CC: É, de facto! Também se manteve o orçamento. Foi uma coisa que correu muito bem. Reunimos as pessoas e há toda uma equipa que é fundamental para o sucesso do projecto. Tivemos um bom cliente, um sítio fantástico, um arquitecto que... Bem... é difícil falar de mim próprio, mas que gosta destas coisas. E depois houve também no concurso uma empresa que se empenhou bastante bem e que conseguiu manter... Quer dizer, ainda houve ali uma tentativa de algum desvio para que fosse possível adiar um pouco a entrega, mas havia datas marcadas e cumpriram-se, e bem! No final, todos estávamos e estamos contentes. O passadiço elevado foi um sucesso durante o percurso que esteve aberto... Isto porque depois estivemos em confinamento e tudo se alterou! Realmente teve uma grande aceitação do público, foi muito visitado, tanto de dia como de noite. Para um arquitecto ver um cliente feliz e contente é das coisas melhores que podem acontecer. Quer dizer que atingimos uma parte do objectivo.

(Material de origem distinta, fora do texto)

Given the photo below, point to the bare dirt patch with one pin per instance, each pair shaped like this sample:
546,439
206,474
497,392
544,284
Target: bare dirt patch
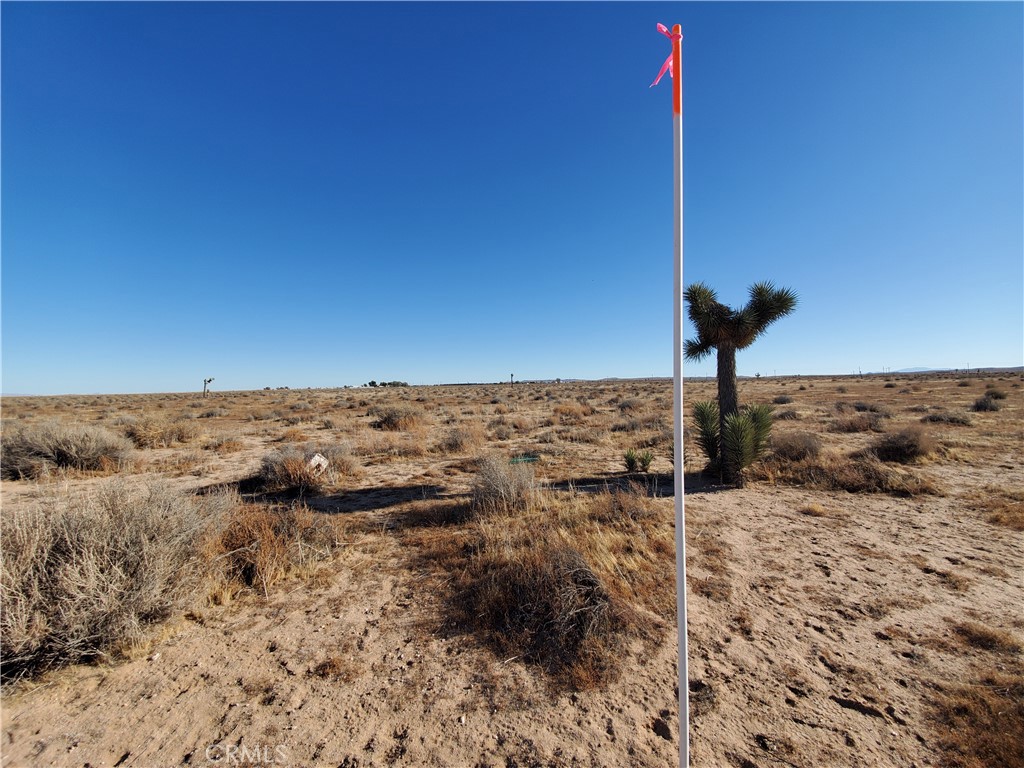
881,627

SN: Dizia que algumas das partes deste jardim eram um pouco desconhecidas e, ao longo dos anos, Serralves tem promovido uma série de exposições e até de instalações artísticas, que levam a Arte até os jardins. Mas de qualquer modo, havia partes do jardim que eram mais desconhecidas do público. O que é que nos permite ver através do Treetop dos Jardins de Serralves que antes não víamos?

CC: Serralves, como nós lhe chamámos, é uma grande quinta de uma pessoa muito rica que a comprou e que escolheu uns arquitectos paisagistas de grande qualidade e fez uma casa fantástica, que é a casa cor-de-rosa. Aí fez-se um parque com uma arquitectura inspirada na corrente Art Déco. Os jardins do Parque clássico de Serralves são do grande arquitecto paisagista Jacques Gréber, muito famoso e que viajava por todo o lado a construir parques. Mesmo assim, manteve uma grande área por ajardinar, com a excepção de uma área onde havia um jardim com plantas aromáticas, onde agora se encontra o Museu de Serralves. E depois há uma parte agrícola, que durante muito tempo funcionou mesmo com agricultura, com uma bela casa agrícola com uns estábulos. Depois da instalação do Museu de Serralves começou-se a fazer uma grande actividade cultural, didáctica, em que recebe muitas escolas, muitas crianças, sobretudo ao fim-de-semana. Essa actividade concentrou-se muito na parte agrícola, tem um espaço bastante amplo e o contacto com os animais para as crianças mais urbanas que não têm essa facilidade.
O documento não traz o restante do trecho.